Location: Subarctic Mountain Climate in England
2,918 posts, read 3,022,151 times
Reputation: 3952
Quote:
Originally Posted by stevio63 View Post
I would advise a trip to the best gym/personal trainer you can afford....adding fat is not the answer....i hope this is not the "standard" in medical advice in England!! I've had the opposite problem but my son sounds similar to you....i advised him to add muscle to his frame with a solid weight training program designed by a professional for specifically weight gain / muscle mass...muscle is "heavier" than fat and gives your body a more lean look but you will look very "cut" if you add about 30 lbs. this will take awhile if done right, but it can be done....i would think your trainer would have you taking protein supplements / powder in addition to lean meats.

good luck.
I can't afford personal trainers and that type of thing at all. I have just been a student and am still unemployed, and looking for work. I am not that interested in gaining muscle mass so much. I am already fit and healthy with plenty of energy. I just need more meat on my bones, largely for aesthetic reasons I know, as my body is hideously ugly and I have veins that stand out ( not varicous just not enough body fat) and prominent ribs and chest bones. I think its a misconception that all body fat is bad for you, I have a very low percentage which needs improving. As I repeat, subcutaneous fat levels that are moderate actually protect your heart/blood sugar levels etc...

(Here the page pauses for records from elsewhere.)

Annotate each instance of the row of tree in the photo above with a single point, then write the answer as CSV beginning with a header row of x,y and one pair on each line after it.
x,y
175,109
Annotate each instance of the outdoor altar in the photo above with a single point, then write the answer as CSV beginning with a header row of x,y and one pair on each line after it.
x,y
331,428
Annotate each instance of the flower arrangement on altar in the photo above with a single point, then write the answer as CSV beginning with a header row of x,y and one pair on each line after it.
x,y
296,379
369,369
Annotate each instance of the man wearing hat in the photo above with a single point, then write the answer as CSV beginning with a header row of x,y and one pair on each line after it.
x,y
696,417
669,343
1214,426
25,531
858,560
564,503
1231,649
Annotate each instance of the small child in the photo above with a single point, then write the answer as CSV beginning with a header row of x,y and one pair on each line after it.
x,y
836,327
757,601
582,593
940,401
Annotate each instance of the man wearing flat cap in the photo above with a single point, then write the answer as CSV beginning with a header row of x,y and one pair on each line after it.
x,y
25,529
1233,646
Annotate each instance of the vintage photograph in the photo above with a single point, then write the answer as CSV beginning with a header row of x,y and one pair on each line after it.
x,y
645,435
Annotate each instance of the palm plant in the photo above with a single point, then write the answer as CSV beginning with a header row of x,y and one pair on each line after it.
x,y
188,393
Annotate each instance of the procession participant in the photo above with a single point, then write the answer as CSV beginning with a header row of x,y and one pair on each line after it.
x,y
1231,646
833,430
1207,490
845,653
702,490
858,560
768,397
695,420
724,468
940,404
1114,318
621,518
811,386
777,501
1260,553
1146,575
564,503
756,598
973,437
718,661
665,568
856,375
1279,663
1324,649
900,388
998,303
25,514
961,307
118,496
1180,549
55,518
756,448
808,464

A recent Danish study actually showed that low levels of subcutaneous fat tissue and leg muscles, such as in my case, can be bad for you and increase mortality!

I found one article on it but not the study itself:

http://news.bbc.co.uk/1/hi/8236384.stm

I wish I could find the other studies I have seen on this again. It is the visceral fat i.e. belly/abdominal fat that is dangerous. I already know this, and I have already stated, I want to gain subcutaneous body fat, maybe some muscle, I know there are healthy ways of doing it.

Of course overweight people are unhealthy, but it's just as bad to be underweight including problems such as poor immunity. I don't see how improving my BF % should be a problem if done in a healthy way. There are healthy fats out there. I'm not talking about significant gains here. Look I weigh 134lbs and I am 6' 4" tall. My body type lacks the hormones to generate larger muscles. My body looks terrible and I hate it. My BF% is less than 3%. I don't see why getting it to about 10-15% should be a problem actually.

Last edited by RichardW; 12-11-2009 at 09:53 AM..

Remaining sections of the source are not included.